“O último que feche a porta e apague a luz, se é que ainda teremos luz.” Com o comentário fatalista, um policial civil arruma sua mochila para mais um dia de plantão.
Além da arma e da insígnia, ele também leva uma garrafa de café, copinho plástico e papel higiênico para seu uso, porque as delegacias da capital – principalmente distritos e o Centro de Atendimento ao Cidadão (Ciac Sul) – estão sem material de escritório e de higiene. Na realidade, o almoxarifado da instituição está vazio e não consegue atender as necessidades mínimas dos policiais.
Na semana passada, um aviso foi enviado pela Divisão Policial da Capital (responsável pelos 13 distritos policiais) por e-mail, para as delegacias, informando que a Polícia Civil está sem estoque de papel sulfite.
Sendo assim, os delegados, escrivães e investigadores dos distritos que fazem plantão no Ciac-Sul (anexo ao 8.º Distrito Policial, no Portão), devem levar duas resmas de papel para poder trabalhar (mil folhas).
Dias antes, o Centro de Triagem I (CT), órgão da Polícia Civil que abriga presos, encaminhou ofício ao juiz Márcio José Tokars, da Vara da Corregedoria dos Presídios de Curitiba, comunicando que estava deixando de atender audiências do Sistema Penitenciário da Região Metropolitana, por falta de viaturas para transporte de presos.
O ofício ainda ressaltava que a remoção dos detentos que precisavam ser ouvidos nos processos, estava sendo feita “dentro do possível”. Duas viaturas estavam estragadas e as demais não davam conta do serviço.
Drama
“A situação nunca esteve tão dramática”, comentou um delegado, que a exemplo dos investigadores também leva o rolo de papel higiênico para o trabalho, assim sabonete, toalha e outros produtos de higiene. Para ele, há um “desgoverno total” na polícia, que sobrevive a duras penas.
Os pedidos que são feitos à Subdivisão Administrativa Auxiliar, responsável pelo almoxarifado, não conseguem ser atendidos. Coisas simples como canetas, clipes, envelopes, lápis e até barbante, não são entregues, porque não tem. Coisas mais importantes como pastas para guardar inquéritos, arquivos, ou blocos de intimação, também estão em falta.
O “inferno astral” que a Polícia Civil do Paraná está vivendo também passa por protestos de policiais (anteontem, em frente a Assembleia Legislativa) que se dizem humilhados, frustrados e envergonhados, além de desestimulados com a profissão, e querem melhorias salariais e aprovação de plano de cargo, carreiras e salários.

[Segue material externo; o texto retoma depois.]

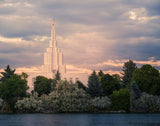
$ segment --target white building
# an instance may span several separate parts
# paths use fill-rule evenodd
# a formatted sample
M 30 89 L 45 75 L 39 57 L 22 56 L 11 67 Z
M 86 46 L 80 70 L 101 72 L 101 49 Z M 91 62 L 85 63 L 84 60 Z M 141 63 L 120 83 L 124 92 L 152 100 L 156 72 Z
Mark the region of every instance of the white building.
M 49 47 L 44 53 L 44 64 L 41 67 L 40 73 L 27 73 L 29 91 L 34 89 L 34 81 L 36 76 L 45 76 L 47 78 L 54 78 L 57 71 L 61 75 L 61 79 L 80 80 L 82 83 L 87 84 L 88 74 L 87 73 L 67 73 L 66 65 L 63 63 L 63 53 L 60 48 L 57 47 L 56 33 L 55 33 L 55 23 L 53 20 L 51 29 L 51 40 Z

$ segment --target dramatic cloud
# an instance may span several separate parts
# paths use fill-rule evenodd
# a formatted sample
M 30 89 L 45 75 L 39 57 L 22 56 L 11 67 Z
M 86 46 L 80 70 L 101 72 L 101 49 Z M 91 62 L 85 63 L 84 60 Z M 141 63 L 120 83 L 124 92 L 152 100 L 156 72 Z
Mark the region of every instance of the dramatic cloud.
M 0 68 L 37 71 L 54 18 L 70 71 L 119 73 L 128 59 L 159 69 L 159 8 L 158 0 L 1 0 Z

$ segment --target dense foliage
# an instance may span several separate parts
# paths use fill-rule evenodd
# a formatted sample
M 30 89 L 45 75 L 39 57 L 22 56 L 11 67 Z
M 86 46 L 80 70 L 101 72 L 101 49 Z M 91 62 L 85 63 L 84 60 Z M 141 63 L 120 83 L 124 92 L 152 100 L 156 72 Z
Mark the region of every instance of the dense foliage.
M 115 90 L 120 89 L 120 82 L 109 74 L 105 74 L 101 78 L 101 87 L 105 95 L 109 96 Z
M 57 72 L 54 79 L 37 76 L 34 91 L 27 94 L 28 75 L 16 75 L 7 66 L 2 74 L 5 79 L 0 83 L 0 112 L 13 112 L 15 108 L 17 112 L 27 113 L 160 112 L 159 71 L 151 65 L 136 68 L 133 61 L 126 62 L 123 68 L 124 76 L 132 76 L 127 83 L 124 76 L 100 70 L 98 75 L 93 71 L 85 86 L 80 81 L 61 80 Z
M 112 110 L 125 110 L 129 111 L 130 107 L 130 94 L 128 89 L 120 89 L 119 91 L 114 91 L 110 95 L 112 104 Z
M 44 76 L 37 76 L 34 82 L 34 91 L 38 93 L 39 96 L 42 94 L 49 94 L 51 91 L 52 80 Z
M 92 97 L 102 96 L 103 94 L 99 78 L 95 71 L 89 76 L 87 93 Z
M 122 71 L 123 71 L 122 80 L 123 80 L 124 85 L 127 85 L 130 83 L 130 81 L 132 79 L 132 74 L 136 69 L 137 69 L 137 66 L 132 60 L 129 60 L 124 63 L 123 69 L 122 69 Z
M 143 65 L 133 72 L 132 80 L 135 80 L 142 92 L 160 95 L 159 71 L 151 65 Z
M 28 89 L 27 81 L 21 79 L 19 75 L 12 75 L 5 82 L 0 83 L 0 97 L 10 106 L 9 109 L 14 110 L 14 104 L 17 99 L 26 96 Z
M 2 75 L 2 76 L 0 76 L 1 77 L 0 82 L 2 82 L 2 83 L 5 82 L 5 80 L 9 79 L 10 76 L 14 75 L 14 72 L 15 72 L 15 69 L 12 70 L 10 68 L 10 66 L 7 65 L 7 68 L 4 69 L 4 72 L 0 72 Z
M 142 93 L 141 97 L 133 101 L 133 112 L 160 112 L 160 97 Z

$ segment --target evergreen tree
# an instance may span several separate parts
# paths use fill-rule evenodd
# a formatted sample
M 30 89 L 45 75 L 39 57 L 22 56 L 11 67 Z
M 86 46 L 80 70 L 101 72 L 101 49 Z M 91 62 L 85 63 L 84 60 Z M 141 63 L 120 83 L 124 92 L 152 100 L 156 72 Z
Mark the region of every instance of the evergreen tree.
M 8 103 L 11 110 L 14 110 L 15 102 L 17 99 L 26 96 L 27 89 L 27 81 L 14 74 L 9 79 L 6 79 L 5 82 L 0 83 L 0 97 Z
M 132 80 L 135 80 L 142 92 L 160 95 L 159 71 L 149 64 L 133 72 Z
M 134 111 L 135 101 L 141 97 L 141 91 L 135 81 L 133 81 L 129 87 L 130 91 L 130 111 Z
M 115 90 L 120 89 L 120 82 L 109 74 L 105 74 L 101 79 L 101 86 L 105 95 L 110 95 Z
M 15 69 L 12 70 L 9 65 L 7 65 L 7 68 L 4 69 L 4 72 L 0 72 L 2 74 L 0 81 L 3 83 L 7 79 L 10 78 L 10 76 L 14 75 Z
M 78 85 L 79 89 L 83 89 L 84 91 L 86 91 L 87 87 L 84 86 L 84 84 L 81 81 L 77 81 L 76 84 Z
M 51 92 L 51 83 L 51 79 L 44 76 L 37 76 L 34 82 L 34 91 L 37 92 L 39 96 L 49 94 Z
M 132 79 L 132 74 L 136 69 L 137 69 L 137 66 L 132 60 L 129 60 L 124 63 L 124 66 L 122 69 L 122 71 L 123 71 L 122 81 L 125 85 L 130 83 L 130 81 Z
M 87 93 L 92 97 L 102 96 L 102 88 L 95 70 L 89 76 Z

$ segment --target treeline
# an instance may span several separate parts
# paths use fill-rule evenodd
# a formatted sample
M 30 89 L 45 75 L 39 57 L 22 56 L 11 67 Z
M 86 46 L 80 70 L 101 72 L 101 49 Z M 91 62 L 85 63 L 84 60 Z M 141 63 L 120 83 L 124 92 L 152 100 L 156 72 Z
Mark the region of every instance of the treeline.
M 1 72 L 1 112 L 160 112 L 160 73 L 149 64 L 137 68 L 129 60 L 122 76 L 93 71 L 87 86 L 77 81 L 37 76 L 27 93 L 27 77 L 9 66 Z

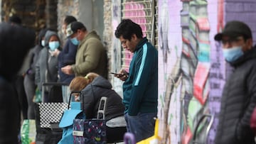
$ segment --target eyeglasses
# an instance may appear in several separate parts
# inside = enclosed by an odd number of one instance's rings
[[[242,36],[240,37],[236,37],[234,38],[229,38],[227,40],[222,40],[222,44],[223,45],[227,45],[228,43],[233,45],[233,44],[236,44],[237,43],[238,43],[239,41],[243,40],[243,38]]]

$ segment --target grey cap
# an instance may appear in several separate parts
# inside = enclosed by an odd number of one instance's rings
[[[80,29],[85,29],[85,26],[80,22],[74,21],[72,22],[70,24],[68,25],[66,29],[67,37],[71,36],[73,33],[75,33],[78,30]]]
[[[214,36],[215,40],[221,40],[223,35],[229,36],[230,38],[236,38],[238,36],[244,36],[245,38],[251,38],[252,31],[249,26],[238,21],[229,21],[225,26],[222,33],[217,33]]]

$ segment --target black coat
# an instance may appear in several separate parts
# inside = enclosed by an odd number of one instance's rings
[[[256,48],[231,65],[235,69],[223,89],[215,144],[255,143],[250,120],[256,106]]]
[[[0,144],[18,143],[21,110],[11,82],[33,46],[35,38],[31,30],[0,23]]]
[[[112,89],[109,81],[101,76],[96,77],[91,84],[82,91],[83,111],[86,118],[96,118],[97,112],[102,96],[107,97],[105,119],[107,121],[124,115],[124,106],[117,93]],[[80,98],[80,100],[82,99]]]

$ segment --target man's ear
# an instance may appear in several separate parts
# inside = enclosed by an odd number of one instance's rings
[[[132,34],[132,38],[131,38],[131,40],[137,40],[137,35],[134,33],[134,34]]]
[[[252,38],[249,38],[245,41],[246,46],[247,47],[247,50],[250,50],[252,48]]]

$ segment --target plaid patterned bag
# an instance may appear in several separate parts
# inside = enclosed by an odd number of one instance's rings
[[[102,119],[74,119],[74,143],[105,144],[107,142],[106,121]]]

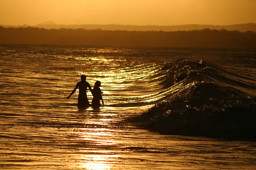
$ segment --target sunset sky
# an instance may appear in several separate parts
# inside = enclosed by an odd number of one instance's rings
[[[0,24],[256,23],[256,0],[0,0]]]

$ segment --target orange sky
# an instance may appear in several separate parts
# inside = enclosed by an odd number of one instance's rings
[[[0,0],[0,24],[256,23],[256,0]]]

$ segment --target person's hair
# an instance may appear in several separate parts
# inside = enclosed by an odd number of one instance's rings
[[[81,76],[81,80],[86,80],[86,76],[85,75],[82,75]]]
[[[93,89],[94,89],[94,88],[98,88],[100,87],[100,81],[96,81],[96,82],[95,82],[95,84],[94,84],[94,87],[93,87]]]

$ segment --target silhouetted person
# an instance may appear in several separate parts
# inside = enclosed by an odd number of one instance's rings
[[[76,90],[77,88],[79,88],[79,94],[78,95],[78,100],[77,103],[78,104],[78,107],[87,107],[89,105],[89,101],[87,98],[87,94],[86,94],[86,91],[87,90],[87,87],[88,87],[91,91],[92,94],[92,90],[91,88],[91,86],[89,83],[87,82],[86,80],[86,76],[84,75],[82,75],[81,76],[81,81],[77,83],[76,87],[74,89],[73,91],[71,92],[71,93],[69,96],[67,97],[67,99],[69,98],[70,96],[73,95],[73,94],[76,92]]]
[[[100,81],[96,81],[93,87],[93,99],[92,101],[92,105],[95,108],[98,108],[100,106],[100,100],[102,101],[102,104],[104,105],[101,90],[100,88],[101,85],[101,83]]]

O Governo Estadual, por sua vez, anunciou o ingresso de mais 41 delegados de polícia e 88 escrivães e investigadores, formados na semana passada em cerimônia no Canal da Música, para reforço nas delegacias.
“É uma gota de água para apagar um incêndio”, comentam os colegas dos novatos, já que o efetivo da Polícia Civil está defasado há anos e seria necessário pelo menos mais dez vezes este número de funcionários para dar conta do recado.
A maioria das delegacias continua fechada à noite e com apenas um policial de plantão (o que contraria qualquer norma de segurança) para cuidar do prédio ou de presos (no caso de o xadrez estar ocupado).
Achaque
Para coroar o caos, ainda foi descoberto um esquema de achaque a traficantes envolvendo metade dos policiais da delegacia do Alto Maracanã, em Colombo, liderados pela delegada e pelo superintendente, marido dela. O grupo está preso e promotores de Justiça e outros policiais fazem o levantamento dos delitos praticados pelos acusados.
Na região metropolitana e delegacias do interior do Estado, a situação não é diferente. Há falta de tudo, mas o problema é contornado pelo próprio delegado (ou policial responsável pela unidade, muitas vezes um sargento da Polícia Militar), que busca ajuda junto à população e aos comerciantes.
“Nós contamos com doações e com apoio de Conselho Comunitário de Segurança, quando ele existe. Mas o ideal é que a própria instituição banque com todas as necessidades, de forma que a polícia esteja livre e descompromissada para agir. Se recebemos doação de um empresário e mais tarde ele se envolve num crime, ficamos na maior saia-justa para prendê-lo”, comenta um delegado, que para não sofrer sanções impostas pela Secretaria de Segurança Pública, não deseja ser identificado.